As we quickly approach Thanksgiving and Christmas, I invite you to explore the interactive Philadelphia Cream Cheese Cheesecake Cheer site (CheesecakeCheer.com) for more holiday cheesecake ideas along with great entertainment tips from Sandra Lee of Semi-Homemade, Bri Emery of designlovefest, and myself.
This cheesecake recipe was sponsored by sponsored by Philadelphia Cream Cheese/Kraft Foods
You can find Philadelphia Cream Cheese on their social media channels:
Twitter: @lovemyphilly #CheesecakeCheer
Facebook: Philadelphia Cream Cheese
- 1 cup HONEY MAID Graham Cracker Crumbs
- 1¾ cup chopped PLANTERS Pecans, divided
- 1 cup plus 2 Tbsp. sugar, divided
- 2 tsp. ground cinnamon, divided
- ⅓ cup butter, divided
- 4 pkg. (8 oz. each) PHILADELPHIA Cream Cheese, softened
- 2 tsp. vanilla
- 4 eggs
- ½ cup dark brown sugar
- ¼ cup whipping cream
- ¼ tsp. ground cardamom
- Heat oven to 325°F.
- Mix crumbs, ¾ cup nuts, 2 Tbsp. sugar, 1 tsp. cinnamon and 2 Tbsp. melted butter; press onto bottom of 9-inch springform pan.
- Beat cream cheese, 1 cup sugar and vanilla with mixer until well blended.
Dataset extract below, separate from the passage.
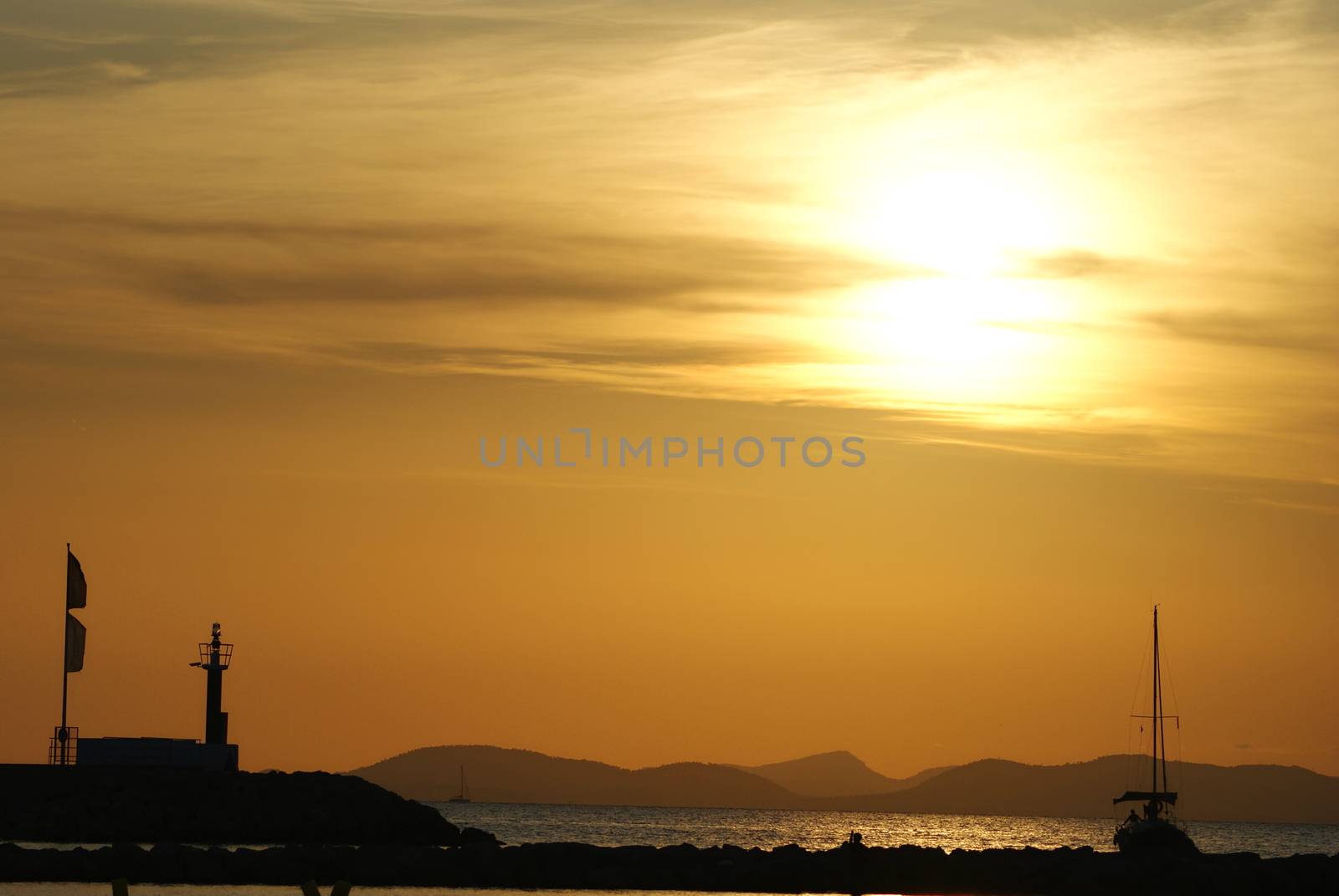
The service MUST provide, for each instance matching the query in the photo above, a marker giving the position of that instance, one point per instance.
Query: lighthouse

Add eggs, 1 at a time, beating on low speed after each just until blended. Pour over crust.
- Bake 1 hour 10 min. to 1 hour 15 min or until center is almost set. Run knife around rim of pan to loosen cake; cool before removing rim. Refrigerate 4 hours.
- In a small saucepan combine remaining butter and brown sugar. Cook for 3-5 min or until very bubbly. Stir in remaining ingredients. Cool until room temperature and spoon over cooled cheesecake.
- Size-Wise: Enjoy a serving of this rich and indulgent treat on special occasions.
- Note: Reduce oven temperature to 300ºF if using a dark nonstick spring form pan.